Tasas de interés crecientes y costos de endeudamiento

Las alzas en las tasas de interés hacen que el dinero prestado sea más caro, y los compradores de vivienda usan préstamos hipotecarios para prácticamente todas las compras de viviendas. Las hipotecas tienden a tener una perspectiva multidecade, por lo que es probable que los prestamistas comiencen a aumentar las tasas antes que la Fed; después de todo, los prestamistas saben que un aumento de tasas llegará con el tiempo.

Incluso la mitad de un punto porcentual hace una gran diferencia con el tiempo. Supongamos que un comprador obtiene un préstamo de $ 250,000 durante 30 años a 3. 92% (aproximadamente la tasa promedio del mercado en septiembre de 2015); su pago mensual debería rondar los $ 1, 182, y se espera que el costo total de su hipoteca sea de alrededor de $ 425,000.

Cambie la tasa de interés a 4. 42%, sin embargo, y el monto del pago mensual se transfiere a $ 1, 255. Esto puede no parecer mucho, pero el costo total de la hipoteca ahora excede los $ 451,000, un aumento de $ 26,000.

Tasas de interés y precios de vivienda crecientes

Está claro que un aumento de las tasas de la Fed encarecerá el financiamiento, pero no está tan claro cuál será el impacto en los precios de las viviendas.

No hay una correlación histórica estricta entre los precios de las viviendas y las alzas de las tasas de interés. Existe una correlación mucho mejor entre los precios de las viviendas y el crecimiento del producto interno bruto (PIB); la demanda de casas nuevas tiende a crecer cuando la economía está zumbando.

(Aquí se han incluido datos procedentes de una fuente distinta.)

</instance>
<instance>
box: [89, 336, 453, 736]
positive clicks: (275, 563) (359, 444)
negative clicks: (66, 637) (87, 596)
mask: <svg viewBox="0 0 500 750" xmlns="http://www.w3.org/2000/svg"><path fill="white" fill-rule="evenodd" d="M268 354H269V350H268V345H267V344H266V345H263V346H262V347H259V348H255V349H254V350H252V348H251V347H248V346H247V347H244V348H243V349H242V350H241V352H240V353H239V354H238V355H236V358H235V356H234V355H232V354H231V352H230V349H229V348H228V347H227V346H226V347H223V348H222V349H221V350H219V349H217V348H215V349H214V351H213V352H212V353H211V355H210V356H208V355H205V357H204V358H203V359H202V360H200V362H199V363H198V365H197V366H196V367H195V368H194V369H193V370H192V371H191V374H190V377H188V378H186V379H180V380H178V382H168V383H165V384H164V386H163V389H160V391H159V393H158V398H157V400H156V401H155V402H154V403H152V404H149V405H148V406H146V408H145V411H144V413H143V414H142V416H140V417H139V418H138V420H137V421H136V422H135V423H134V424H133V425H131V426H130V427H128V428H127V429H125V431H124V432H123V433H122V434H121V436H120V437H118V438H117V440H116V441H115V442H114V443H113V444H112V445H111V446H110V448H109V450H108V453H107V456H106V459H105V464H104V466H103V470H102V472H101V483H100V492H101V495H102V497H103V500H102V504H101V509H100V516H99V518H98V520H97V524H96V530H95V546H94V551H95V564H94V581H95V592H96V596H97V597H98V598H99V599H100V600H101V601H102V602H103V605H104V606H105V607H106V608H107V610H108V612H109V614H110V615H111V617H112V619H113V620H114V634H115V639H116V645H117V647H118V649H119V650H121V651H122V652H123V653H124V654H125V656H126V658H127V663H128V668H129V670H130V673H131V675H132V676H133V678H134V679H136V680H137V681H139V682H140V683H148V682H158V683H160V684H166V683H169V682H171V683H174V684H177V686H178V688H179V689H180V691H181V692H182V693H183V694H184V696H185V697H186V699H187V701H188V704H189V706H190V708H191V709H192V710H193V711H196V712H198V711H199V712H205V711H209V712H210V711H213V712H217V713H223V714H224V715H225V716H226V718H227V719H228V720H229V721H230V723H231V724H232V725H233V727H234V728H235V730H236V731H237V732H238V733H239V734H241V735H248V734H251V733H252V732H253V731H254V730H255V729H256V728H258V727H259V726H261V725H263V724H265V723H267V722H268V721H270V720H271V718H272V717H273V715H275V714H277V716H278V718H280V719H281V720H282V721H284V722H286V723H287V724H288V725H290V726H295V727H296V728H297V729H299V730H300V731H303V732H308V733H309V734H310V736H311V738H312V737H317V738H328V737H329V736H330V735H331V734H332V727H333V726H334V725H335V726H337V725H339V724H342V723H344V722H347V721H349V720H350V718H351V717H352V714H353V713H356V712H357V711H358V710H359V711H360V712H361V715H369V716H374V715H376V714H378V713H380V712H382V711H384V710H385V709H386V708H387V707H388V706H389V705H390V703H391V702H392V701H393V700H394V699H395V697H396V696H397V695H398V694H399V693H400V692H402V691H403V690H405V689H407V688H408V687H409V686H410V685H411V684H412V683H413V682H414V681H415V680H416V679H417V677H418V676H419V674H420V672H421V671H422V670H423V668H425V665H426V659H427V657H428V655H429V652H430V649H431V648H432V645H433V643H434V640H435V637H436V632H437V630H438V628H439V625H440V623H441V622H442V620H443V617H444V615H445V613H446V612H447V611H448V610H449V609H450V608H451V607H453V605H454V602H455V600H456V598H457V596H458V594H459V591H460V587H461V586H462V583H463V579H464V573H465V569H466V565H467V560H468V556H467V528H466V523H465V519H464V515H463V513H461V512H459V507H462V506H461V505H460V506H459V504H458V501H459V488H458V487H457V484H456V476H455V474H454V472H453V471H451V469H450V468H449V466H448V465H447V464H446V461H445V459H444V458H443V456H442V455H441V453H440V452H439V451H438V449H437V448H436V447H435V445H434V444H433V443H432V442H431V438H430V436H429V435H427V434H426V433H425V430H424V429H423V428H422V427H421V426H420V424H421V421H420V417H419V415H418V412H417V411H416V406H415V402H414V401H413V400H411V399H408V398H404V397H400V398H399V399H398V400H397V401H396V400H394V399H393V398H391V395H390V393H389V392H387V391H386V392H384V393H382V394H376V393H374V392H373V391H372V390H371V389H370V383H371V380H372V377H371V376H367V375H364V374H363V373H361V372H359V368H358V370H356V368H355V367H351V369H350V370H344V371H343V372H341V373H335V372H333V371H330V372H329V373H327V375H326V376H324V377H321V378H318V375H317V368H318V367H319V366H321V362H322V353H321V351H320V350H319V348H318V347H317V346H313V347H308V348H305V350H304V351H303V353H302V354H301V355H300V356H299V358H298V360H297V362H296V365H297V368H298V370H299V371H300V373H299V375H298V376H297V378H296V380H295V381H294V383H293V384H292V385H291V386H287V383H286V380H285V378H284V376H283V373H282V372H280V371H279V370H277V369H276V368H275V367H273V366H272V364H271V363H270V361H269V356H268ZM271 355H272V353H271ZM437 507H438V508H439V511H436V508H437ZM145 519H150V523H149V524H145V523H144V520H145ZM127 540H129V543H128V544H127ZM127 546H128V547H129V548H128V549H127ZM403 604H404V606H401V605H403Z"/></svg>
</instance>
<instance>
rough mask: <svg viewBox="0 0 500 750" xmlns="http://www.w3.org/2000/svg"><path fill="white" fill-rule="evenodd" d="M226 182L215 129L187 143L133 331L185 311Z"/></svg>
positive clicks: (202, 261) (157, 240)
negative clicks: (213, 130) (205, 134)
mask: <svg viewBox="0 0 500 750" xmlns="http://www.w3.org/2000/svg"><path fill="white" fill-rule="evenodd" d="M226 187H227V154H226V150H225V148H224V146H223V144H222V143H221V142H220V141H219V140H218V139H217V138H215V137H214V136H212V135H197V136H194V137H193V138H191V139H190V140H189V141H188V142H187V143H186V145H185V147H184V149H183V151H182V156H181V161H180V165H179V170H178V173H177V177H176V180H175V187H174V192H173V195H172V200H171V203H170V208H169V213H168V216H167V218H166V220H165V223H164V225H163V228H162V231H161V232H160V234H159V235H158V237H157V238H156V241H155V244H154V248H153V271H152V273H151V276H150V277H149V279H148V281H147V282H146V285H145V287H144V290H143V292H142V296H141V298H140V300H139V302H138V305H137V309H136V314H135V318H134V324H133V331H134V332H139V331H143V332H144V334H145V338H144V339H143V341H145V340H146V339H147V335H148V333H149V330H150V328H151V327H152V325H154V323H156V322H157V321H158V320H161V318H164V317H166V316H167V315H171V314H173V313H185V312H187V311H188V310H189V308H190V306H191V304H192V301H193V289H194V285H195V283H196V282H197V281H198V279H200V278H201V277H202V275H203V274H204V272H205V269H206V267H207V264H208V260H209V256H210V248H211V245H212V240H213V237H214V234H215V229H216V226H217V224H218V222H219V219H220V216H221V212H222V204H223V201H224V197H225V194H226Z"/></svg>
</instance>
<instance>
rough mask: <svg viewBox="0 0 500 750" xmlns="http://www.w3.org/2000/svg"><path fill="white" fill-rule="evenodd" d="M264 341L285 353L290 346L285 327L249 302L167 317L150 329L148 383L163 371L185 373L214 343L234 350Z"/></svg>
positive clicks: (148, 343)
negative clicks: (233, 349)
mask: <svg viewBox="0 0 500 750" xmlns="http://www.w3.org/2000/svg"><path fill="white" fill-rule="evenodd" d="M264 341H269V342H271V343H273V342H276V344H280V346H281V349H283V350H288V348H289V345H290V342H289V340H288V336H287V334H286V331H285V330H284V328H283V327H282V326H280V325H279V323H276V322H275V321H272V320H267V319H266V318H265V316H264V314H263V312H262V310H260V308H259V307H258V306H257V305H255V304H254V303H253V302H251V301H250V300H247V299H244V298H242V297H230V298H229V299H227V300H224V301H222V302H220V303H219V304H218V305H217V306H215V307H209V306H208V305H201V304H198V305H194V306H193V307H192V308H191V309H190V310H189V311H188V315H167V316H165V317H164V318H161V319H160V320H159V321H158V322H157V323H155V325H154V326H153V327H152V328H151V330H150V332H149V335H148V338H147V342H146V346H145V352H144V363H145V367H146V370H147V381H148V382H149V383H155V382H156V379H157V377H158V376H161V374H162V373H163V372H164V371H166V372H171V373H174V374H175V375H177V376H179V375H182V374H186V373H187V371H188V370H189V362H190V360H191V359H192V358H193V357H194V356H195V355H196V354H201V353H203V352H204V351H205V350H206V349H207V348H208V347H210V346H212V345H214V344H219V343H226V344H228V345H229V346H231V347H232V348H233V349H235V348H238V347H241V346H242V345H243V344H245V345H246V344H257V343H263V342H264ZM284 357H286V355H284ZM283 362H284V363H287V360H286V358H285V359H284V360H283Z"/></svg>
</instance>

Una tasa de interés al alza puede romperse en ambos sentidos. A muchos pronosticadores les preocupa que una tasa de interés al alza sacudirá una economía inestable, lo que debería deprimir la demanda de compras de viviendas. Combine esto con términos de financiamiento más estrictos, y es fácil adivinar que los precios de las viviendas deberían disminuir.

Sin embargo, desde mediados de la década de 1980, una tasa de interés en aumento normalmente coincidió con una economía más saludable. Esto significa más compradores en el mercado, más casas en construcción y precios más altos.

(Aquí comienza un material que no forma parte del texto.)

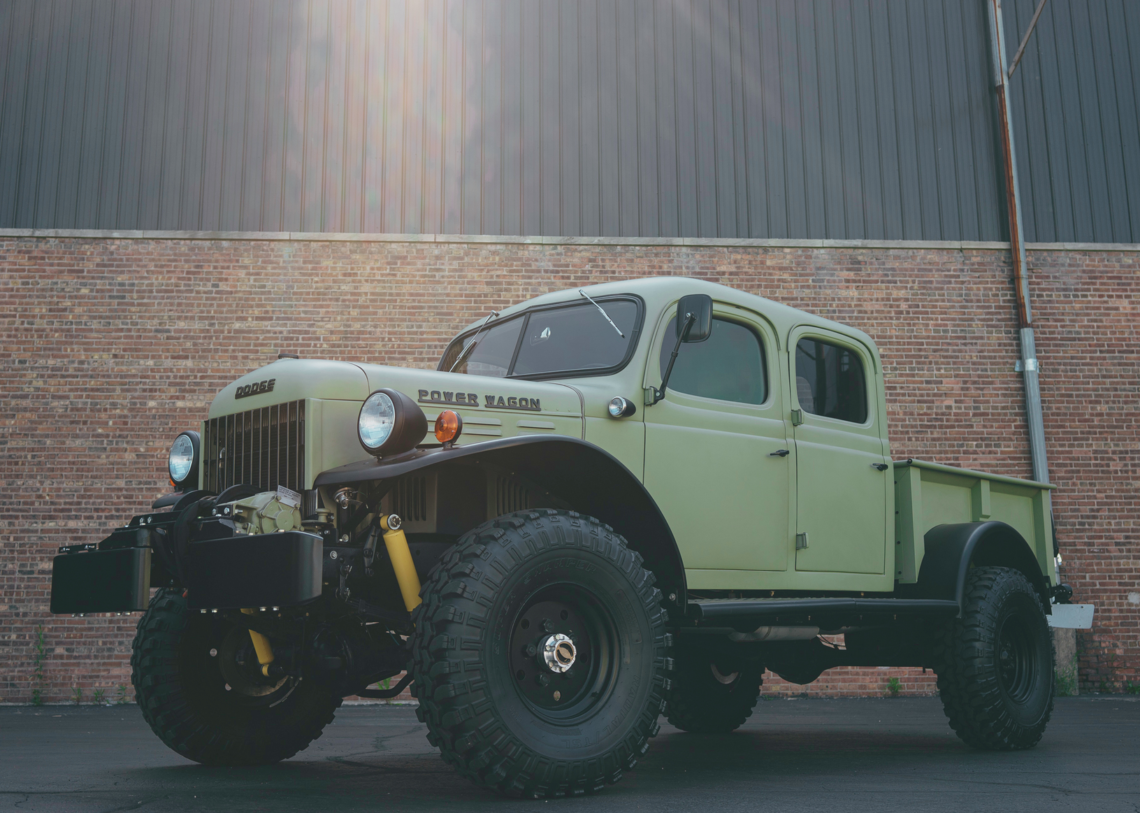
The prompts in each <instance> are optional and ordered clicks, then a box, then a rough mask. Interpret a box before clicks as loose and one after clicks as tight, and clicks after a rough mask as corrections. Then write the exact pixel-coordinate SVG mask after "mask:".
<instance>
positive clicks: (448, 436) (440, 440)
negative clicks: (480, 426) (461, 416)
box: [435, 409, 463, 446]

Los aspirantes a compradores de vivienda no deberían pensar demasiado en lo que respecta a la política de la Fed. Incluso si las tasas suben modestamente, la mayoría espera un aumento de un cuarto de punto a fines de 2015 o principios de 2016, los costos de endeudamiento estarán cerca de mínimos históricos. Por supuesto, hay muchas otras consideraciones importantes, como los ingresos de un comprador o si la casa se encuentra en un buen vecindario. Al final, un pequeño aumento de la tarifa solo debería tener una influencia modesta en las decisiones de compra.

Conclusión

La hipoteca de tasa fija promedio a 30 años en agosto de 2015 fue 3. 91%, según Freddie Mac. Esto está por encima de los mínimos históricos a fines de 2012 de 3. 35%, pero aún muy por debajo de los niveles históricos. Tenga en cuenta que la tasa promedio fue 4. 69% en 2010, 5. 87% en 2005, 8. 05% en 2000 y 13. 74% en 1980.

Si un comprador de vivienda está buscando en un mercado inmobiliario caro y en auge , como San Diego, Denver, Dallas o San Francisco, puede haber un ímpetu para fijar una tasa más baja antes de que la Fed se dirija a una tasa de interés más alta.

Las tasas de aumento hacen una diferencia más grande a largo plazo (25 y 30 años), pero solo tienen un impacto mensual modesto. Si es poco probable que un aspirante a comprador se quede en una casa durante mucho tiempo, las tasas de interés adquieren mucha menos importancia.

Las crecientes tasas de interés disminuyen la probabilidad de que estalle otro estallido de la burbuja inmobiliaria, como el de 2007. Es más seguro a largo plazo que los propietarios tengan un entorno de tarifas constante y en alza. Es difícil predecir el impacto económico de un aumento de la Reserva Federal, pero la historia muestra que las burbujas de activos se forman cuando las tasas son bajas, y no al revés.